Item 5. Interest in Securities of the Issuer.
| (a) | I hold a total of 81,207 shares of common stock of the Issuer directly in my name (William Tighe), which represents 0.1% of a total of 61,270,768 issued and outstanding shares as of the date of this Schedule 13D. |
| (b) | I have sole voting power and sole dispositive power over the securities referred to above in paragraph (a) of this Item 5. |
| (c) | During the 60 sixty day period preceding the date of the filing of this Schedule 13D, I have not purchased any shares of the Issuer. |
| (d) | I have the right to receive or the power to direct the receipt of dividends from, or the proceeds from the sale of the shares held by me. I will have the right to receive the dividends. No one other than I have the right to receive or the power to direct the receipt of the dividends from, or the proceeds from the sale of the shares held in my name referred to above in paragraph (a) of this Item 5. |
Item 6. Contracts, Arrangements, Understandings or Relationships with Respect to Securities of the Issuer.
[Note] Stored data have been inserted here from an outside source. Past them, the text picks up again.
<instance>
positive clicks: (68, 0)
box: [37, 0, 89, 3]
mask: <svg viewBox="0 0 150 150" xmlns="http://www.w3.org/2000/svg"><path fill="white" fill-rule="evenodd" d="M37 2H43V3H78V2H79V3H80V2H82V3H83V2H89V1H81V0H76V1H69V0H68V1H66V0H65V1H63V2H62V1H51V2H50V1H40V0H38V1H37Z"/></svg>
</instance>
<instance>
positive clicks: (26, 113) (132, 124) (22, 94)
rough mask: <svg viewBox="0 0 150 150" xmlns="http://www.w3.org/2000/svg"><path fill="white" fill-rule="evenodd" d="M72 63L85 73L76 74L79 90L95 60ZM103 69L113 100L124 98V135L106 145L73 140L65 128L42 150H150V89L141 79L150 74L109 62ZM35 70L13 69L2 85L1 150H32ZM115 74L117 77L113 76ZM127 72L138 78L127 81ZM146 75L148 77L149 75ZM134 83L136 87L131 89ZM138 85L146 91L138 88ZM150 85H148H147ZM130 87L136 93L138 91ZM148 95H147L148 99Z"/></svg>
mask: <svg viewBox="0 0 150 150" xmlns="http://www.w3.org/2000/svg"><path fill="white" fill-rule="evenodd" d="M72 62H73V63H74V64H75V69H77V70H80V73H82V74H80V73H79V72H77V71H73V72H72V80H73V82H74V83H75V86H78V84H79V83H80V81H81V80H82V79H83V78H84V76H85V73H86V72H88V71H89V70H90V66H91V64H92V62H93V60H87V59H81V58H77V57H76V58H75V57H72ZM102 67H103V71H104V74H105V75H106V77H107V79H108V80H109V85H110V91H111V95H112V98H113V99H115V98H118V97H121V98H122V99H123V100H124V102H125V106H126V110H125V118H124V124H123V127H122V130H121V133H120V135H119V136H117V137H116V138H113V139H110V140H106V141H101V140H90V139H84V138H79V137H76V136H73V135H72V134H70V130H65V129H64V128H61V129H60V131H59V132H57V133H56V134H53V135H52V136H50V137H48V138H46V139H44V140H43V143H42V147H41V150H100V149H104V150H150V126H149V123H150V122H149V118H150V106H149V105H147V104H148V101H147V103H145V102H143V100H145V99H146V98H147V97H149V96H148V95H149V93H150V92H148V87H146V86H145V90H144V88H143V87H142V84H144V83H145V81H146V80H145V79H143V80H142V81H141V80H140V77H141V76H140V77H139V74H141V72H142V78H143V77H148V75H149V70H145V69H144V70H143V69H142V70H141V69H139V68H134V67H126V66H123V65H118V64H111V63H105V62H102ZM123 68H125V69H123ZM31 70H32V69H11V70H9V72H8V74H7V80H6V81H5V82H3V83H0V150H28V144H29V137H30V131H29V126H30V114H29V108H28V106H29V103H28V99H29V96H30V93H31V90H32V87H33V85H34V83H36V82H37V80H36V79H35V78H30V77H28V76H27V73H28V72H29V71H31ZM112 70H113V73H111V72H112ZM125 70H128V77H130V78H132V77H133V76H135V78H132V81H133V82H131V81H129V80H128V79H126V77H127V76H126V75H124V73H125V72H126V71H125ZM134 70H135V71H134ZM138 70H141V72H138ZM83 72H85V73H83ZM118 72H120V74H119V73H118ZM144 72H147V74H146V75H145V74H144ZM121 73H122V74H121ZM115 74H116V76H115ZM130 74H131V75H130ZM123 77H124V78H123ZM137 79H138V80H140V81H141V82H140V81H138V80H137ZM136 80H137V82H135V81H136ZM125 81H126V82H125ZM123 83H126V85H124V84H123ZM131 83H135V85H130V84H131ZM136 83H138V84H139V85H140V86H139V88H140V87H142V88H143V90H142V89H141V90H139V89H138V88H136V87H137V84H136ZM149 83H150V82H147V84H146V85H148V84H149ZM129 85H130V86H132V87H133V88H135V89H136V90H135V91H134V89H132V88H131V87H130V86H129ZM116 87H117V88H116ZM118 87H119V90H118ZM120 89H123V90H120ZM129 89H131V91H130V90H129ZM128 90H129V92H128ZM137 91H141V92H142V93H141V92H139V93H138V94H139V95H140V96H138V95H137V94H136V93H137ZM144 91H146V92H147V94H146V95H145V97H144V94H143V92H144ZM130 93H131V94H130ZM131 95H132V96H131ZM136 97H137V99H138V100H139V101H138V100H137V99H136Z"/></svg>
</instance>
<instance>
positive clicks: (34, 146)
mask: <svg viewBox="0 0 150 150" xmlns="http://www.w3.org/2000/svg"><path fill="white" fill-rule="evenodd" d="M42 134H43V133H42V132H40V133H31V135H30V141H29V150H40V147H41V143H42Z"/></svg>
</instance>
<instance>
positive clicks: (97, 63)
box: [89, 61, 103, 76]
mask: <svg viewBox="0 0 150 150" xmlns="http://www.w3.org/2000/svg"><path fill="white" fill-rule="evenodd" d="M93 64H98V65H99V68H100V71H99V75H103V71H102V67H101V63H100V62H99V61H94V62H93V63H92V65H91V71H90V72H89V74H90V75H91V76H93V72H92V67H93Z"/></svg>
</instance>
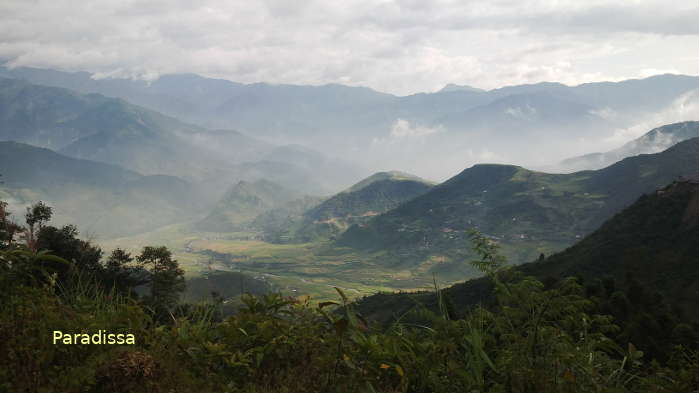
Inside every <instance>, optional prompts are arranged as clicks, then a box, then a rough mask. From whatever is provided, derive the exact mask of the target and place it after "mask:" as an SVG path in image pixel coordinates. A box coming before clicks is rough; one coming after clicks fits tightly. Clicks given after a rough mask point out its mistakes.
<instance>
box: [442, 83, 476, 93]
mask: <svg viewBox="0 0 699 393" xmlns="http://www.w3.org/2000/svg"><path fill="white" fill-rule="evenodd" d="M449 91H471V92H474V93H480V92H485V90H483V89H479V88H477V87H473V86H468V85H457V84H454V83H449V84H447V85H446V86H444V87H443V88H442V89H441V90H439V93H445V92H449Z"/></svg>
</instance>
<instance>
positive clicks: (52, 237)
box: [35, 225, 102, 279]
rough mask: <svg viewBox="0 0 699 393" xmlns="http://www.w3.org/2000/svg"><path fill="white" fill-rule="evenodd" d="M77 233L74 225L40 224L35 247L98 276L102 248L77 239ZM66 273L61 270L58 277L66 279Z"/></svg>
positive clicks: (80, 270)
mask: <svg viewBox="0 0 699 393" xmlns="http://www.w3.org/2000/svg"><path fill="white" fill-rule="evenodd" d="M78 235H79V232H78V228H77V227H76V226H75V225H65V226H63V227H61V228H56V227H54V226H42V227H41V229H40V230H39V231H38V232H37V234H36V242H35V243H36V249H37V250H47V251H49V252H51V253H52V254H53V255H57V256H59V257H61V258H63V259H65V260H67V261H70V262H72V263H73V264H74V266H75V269H76V270H77V271H78V272H80V273H87V274H89V275H90V276H92V277H94V278H99V277H100V276H101V274H102V265H101V264H100V259H101V258H102V249H100V248H99V247H97V246H94V245H92V244H91V243H90V242H88V241H85V240H82V239H79V238H78ZM67 273H68V272H67V271H64V272H61V273H60V274H59V278H60V279H67V278H68V277H67Z"/></svg>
There are no agreements with any other person with respect to the transfer of voting of any securities, finder’s fees, joint ventures, option agreements, puts or calls, guarantees of profits, division of profits or loss, or the giving or withholding of proxies.
Item 7. Material to be Filed as Exhibits.
Not applicable.
SIGNATURES
After reasonable inquiry and to the best of my knowledge and belief, I certify that the information set forth in this statement is true, complete and accurate.